The options offered by structural equation modeling are numerous, and both the philosophy and approach to this statistical repertoire grant the researcher numerous advantages over other traditional univariate and multivariate statistical techniques.

Specifically with regard to the analysis of survey data and multiple observations of student performance, structural equation models provide the clearest picture of the measured data, and allow researchers to select the model that best fits the data.
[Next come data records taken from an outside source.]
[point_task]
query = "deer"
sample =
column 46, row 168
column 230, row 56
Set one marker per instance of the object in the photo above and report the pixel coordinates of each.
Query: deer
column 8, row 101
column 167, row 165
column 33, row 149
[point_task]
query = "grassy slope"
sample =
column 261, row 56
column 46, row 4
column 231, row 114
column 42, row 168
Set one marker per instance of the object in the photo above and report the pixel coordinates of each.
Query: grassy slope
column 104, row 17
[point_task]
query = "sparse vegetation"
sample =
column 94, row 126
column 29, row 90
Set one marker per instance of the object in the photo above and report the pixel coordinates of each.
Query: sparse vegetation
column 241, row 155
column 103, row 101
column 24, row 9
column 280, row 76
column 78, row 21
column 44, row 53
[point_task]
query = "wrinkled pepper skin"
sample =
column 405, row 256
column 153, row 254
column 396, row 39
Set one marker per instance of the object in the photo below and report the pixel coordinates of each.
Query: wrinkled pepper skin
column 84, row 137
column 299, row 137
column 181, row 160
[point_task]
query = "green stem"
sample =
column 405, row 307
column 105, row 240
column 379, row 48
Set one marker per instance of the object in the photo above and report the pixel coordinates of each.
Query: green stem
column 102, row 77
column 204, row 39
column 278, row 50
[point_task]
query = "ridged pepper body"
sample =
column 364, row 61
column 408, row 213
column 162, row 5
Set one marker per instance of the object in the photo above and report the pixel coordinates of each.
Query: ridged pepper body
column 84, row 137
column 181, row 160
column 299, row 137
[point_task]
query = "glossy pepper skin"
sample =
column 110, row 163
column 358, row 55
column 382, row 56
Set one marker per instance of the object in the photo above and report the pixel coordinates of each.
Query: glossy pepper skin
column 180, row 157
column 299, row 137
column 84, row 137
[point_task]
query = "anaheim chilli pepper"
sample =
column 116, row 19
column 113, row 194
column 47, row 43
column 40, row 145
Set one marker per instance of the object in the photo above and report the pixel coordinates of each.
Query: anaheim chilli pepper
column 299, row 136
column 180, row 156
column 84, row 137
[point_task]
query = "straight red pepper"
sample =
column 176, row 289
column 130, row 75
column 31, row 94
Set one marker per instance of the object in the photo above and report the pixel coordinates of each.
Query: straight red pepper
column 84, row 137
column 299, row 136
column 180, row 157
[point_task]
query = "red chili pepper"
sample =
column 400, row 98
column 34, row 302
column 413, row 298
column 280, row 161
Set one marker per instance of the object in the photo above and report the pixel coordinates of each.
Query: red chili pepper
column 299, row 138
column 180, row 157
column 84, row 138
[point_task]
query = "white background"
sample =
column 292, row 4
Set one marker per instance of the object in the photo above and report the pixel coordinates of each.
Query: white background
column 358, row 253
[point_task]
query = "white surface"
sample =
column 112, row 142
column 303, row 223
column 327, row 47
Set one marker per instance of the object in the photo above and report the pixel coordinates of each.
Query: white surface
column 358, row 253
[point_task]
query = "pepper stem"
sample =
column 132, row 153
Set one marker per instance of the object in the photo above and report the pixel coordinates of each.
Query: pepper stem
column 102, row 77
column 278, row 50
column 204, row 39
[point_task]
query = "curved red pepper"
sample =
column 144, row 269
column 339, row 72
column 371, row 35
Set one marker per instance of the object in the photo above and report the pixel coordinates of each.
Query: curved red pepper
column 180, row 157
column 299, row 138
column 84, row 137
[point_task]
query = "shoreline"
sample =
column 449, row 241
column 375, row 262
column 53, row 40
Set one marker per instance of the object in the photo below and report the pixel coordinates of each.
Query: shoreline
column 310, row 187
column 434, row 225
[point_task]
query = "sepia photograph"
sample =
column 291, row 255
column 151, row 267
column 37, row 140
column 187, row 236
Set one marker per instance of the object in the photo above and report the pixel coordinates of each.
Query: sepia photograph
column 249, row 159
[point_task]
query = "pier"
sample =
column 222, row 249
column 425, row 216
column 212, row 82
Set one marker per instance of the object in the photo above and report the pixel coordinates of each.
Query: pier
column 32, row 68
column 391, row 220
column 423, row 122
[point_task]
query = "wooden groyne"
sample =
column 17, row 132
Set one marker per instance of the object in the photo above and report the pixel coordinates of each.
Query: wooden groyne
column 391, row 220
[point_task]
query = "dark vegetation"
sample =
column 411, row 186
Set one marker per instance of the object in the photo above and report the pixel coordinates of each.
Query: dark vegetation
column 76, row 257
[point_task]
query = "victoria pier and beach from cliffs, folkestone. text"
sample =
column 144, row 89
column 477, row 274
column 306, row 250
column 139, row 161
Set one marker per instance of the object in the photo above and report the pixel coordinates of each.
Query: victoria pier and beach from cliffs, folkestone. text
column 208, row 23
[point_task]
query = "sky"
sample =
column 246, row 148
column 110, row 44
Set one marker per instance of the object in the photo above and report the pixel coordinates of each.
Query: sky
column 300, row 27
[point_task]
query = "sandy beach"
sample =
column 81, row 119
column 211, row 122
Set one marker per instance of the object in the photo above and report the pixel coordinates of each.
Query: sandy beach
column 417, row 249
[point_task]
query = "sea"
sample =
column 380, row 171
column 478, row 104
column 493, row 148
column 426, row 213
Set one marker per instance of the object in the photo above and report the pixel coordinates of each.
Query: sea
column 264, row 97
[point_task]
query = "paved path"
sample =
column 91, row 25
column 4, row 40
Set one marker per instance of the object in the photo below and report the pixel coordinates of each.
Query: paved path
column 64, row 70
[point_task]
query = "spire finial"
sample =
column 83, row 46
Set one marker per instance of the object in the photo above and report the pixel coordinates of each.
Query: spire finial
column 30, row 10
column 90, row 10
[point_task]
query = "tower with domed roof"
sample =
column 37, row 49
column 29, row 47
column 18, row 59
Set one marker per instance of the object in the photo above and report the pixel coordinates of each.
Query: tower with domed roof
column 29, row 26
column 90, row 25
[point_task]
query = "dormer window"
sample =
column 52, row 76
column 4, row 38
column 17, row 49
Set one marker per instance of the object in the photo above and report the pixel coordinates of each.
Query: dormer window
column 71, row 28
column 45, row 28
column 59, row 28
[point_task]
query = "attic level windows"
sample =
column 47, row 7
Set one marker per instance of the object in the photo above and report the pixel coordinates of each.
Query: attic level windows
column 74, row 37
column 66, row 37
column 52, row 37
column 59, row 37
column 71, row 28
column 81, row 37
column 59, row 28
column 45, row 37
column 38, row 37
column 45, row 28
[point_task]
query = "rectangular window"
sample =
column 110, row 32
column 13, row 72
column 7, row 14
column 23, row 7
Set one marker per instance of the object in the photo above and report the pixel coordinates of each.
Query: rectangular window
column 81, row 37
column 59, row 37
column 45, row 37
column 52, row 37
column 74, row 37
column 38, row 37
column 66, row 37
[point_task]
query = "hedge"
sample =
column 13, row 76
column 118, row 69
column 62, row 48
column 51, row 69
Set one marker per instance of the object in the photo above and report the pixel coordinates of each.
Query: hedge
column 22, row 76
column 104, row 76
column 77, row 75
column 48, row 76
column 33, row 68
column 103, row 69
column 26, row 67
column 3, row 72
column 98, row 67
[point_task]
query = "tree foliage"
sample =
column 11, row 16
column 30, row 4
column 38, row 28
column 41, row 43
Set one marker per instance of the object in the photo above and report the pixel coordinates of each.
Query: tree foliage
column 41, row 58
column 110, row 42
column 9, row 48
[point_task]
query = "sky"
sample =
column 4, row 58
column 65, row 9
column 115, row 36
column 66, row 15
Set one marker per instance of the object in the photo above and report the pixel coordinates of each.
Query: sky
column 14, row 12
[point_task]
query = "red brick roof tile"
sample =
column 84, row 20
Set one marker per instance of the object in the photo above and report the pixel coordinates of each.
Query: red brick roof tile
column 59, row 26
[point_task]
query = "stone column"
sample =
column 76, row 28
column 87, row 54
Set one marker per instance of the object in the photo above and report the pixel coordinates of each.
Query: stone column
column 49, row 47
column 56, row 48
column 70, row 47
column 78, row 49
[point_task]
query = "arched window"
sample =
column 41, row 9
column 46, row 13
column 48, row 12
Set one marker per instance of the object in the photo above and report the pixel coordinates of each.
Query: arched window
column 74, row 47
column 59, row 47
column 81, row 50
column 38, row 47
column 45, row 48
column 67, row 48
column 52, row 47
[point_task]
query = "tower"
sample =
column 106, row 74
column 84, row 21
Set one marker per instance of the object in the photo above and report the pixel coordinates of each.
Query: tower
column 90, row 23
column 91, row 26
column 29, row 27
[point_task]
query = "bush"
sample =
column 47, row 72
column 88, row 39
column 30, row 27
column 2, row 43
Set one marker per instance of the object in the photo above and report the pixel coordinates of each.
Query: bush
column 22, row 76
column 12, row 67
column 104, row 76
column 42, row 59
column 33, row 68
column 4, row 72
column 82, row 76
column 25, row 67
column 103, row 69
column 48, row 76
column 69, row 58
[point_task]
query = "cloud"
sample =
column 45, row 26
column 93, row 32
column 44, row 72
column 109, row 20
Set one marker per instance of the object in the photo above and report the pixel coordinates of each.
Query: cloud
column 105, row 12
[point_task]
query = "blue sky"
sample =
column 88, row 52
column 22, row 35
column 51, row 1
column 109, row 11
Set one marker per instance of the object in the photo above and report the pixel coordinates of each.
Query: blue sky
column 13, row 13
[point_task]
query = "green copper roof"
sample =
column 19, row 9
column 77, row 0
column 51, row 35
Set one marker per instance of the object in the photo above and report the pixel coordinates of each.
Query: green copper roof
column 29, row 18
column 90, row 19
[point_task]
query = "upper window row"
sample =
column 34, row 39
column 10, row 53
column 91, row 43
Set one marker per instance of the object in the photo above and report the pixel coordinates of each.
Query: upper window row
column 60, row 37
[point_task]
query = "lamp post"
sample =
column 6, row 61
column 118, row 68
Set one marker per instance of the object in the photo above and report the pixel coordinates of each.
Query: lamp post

Quantitative methodology is ultimately flawed in its inability to easily convey its findings to readers without extensive training; as can be seen in the descriptions above of SEM procedures, much of its nuances are lost without a level of comfort with the abstract mathematical terminology. While the rigor involved in quantifying real world phenomena ultimately makes it difficult to question, its results may not be readily understood or accepted, especially in the social sciences (Molden & Dweck, 2006). Especially when using abstract concepts, the target audience’s perspective may differ on specialized jargon, such as the concept of autonomy, and thus may be unable to make an actionable response to specific research findings (Johnson & Onwuegbuzie, 2004). Most problematically, teachers and administrators may not take the time to look at what and how the data shows, but rather rely on summaries of the research or even simply journal article titles. They may thus draw conclusions regarding practice based on an existing worldview, picking and choosing with a strong confirmation bias while never attempting to parse the technical nature of the work itself. While quantitative research allows for the best empirical evidence to be gathered and analyzed, the lack of human quality may make it hard for practitioners to use, and in education represents a gap between research and praxis on classroom learning.